UK avoids double dip recession – but economy shrank at fastest rate in 100 years in 2020 due to coronavirus

THE UK economy has swerved a double dip recession – but it shrunk at its fastest rate in 100 years in 2020.

Gross domestic product (GDP) dropped by 9.8% over the course of the 12 months due to the coronavirus pandemic.

But GDP was up 1% for the last three months of the year – October to December -meaning the economy has avoided a double dip recession for now.

A double-dip recession is when the economy shrinks, briefly recovers, and then contracts again.

The UK economy would need to shrink again for two consecutive quarters – or six months – to fall into double-dip recession territory, experts at AJ Bell told The Sun.

On a monthly basis, GDP increased by 1.2% in December 2020, following a revised 2.3% decline in November.

What this means for your personal finances

GROSS domestic product (GDP) is one of the main indicators used to measure the performance of a country’s economy.

When GDP goes up, the economy is generally thought to be doing well although today's figures aren't as strong as hoped.

Negative growth often brings with it falling incomes, job cuts and lower consumption.

The Bank of England (BoE) uses GDP as one of the key indicators when it sets the base interest rate.

This decides how much it will charge banks to lend them money, and is a way to try to control inflation and the economy.

So, for example, if prices are rising too fast, the BoE could increase that rate to try to slow the economy down. But it might hold off if GDP growth is slow.

The BoE cut interest rates twice in March due to coronavirus.

Base rate cuts means mortgage borrowers now typically benefit from lower rates, but at the other end of the scale savers earn less on their savings.

To measure GDP, the Office for National Statistics (ONS) collects data from thousands of UK companies.

Andrew Wishart, UK economist at Capital Economics, told The Sun the full impact of the crisis on jobs and businesses will only become apparent once the government starts to withdraw its support.

The research firm expects unemployment to double from 4 per cent to 8 per cent, with the same number of companies likely to go bust.

It comes after the Bank of England's chief economist said the UK economy is set to bounce back "like a coiled spring" after Brits saved up to £250billion during the coronavirus lockdown.

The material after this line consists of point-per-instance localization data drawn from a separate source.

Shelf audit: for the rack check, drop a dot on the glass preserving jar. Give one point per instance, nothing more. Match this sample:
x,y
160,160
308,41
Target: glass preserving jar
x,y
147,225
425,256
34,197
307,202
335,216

Andy Haldane said Brits had amassed "accidental savings" during the lockdown – with people likely to be keen to spend big as restrictions are lifted.

The Bank of England expert predicts that by the end of June, households in the UK will have saved up to £250billion.

He thinks a big part of that money will be spent on social occasions after Brits have not been allowed to see their friends, enjoy holidays or meals out due to Covid-19 lockdown restrictions.

The economist said most people are now "desperate to get their lives, including their social lives, back" and will seize the opportunity to do so when it is allowed.

He wrote in an article for the Daily Mail: "The recovery should be one to remember, after a year to forget.

"A year from now, annual growth could be in double-digits."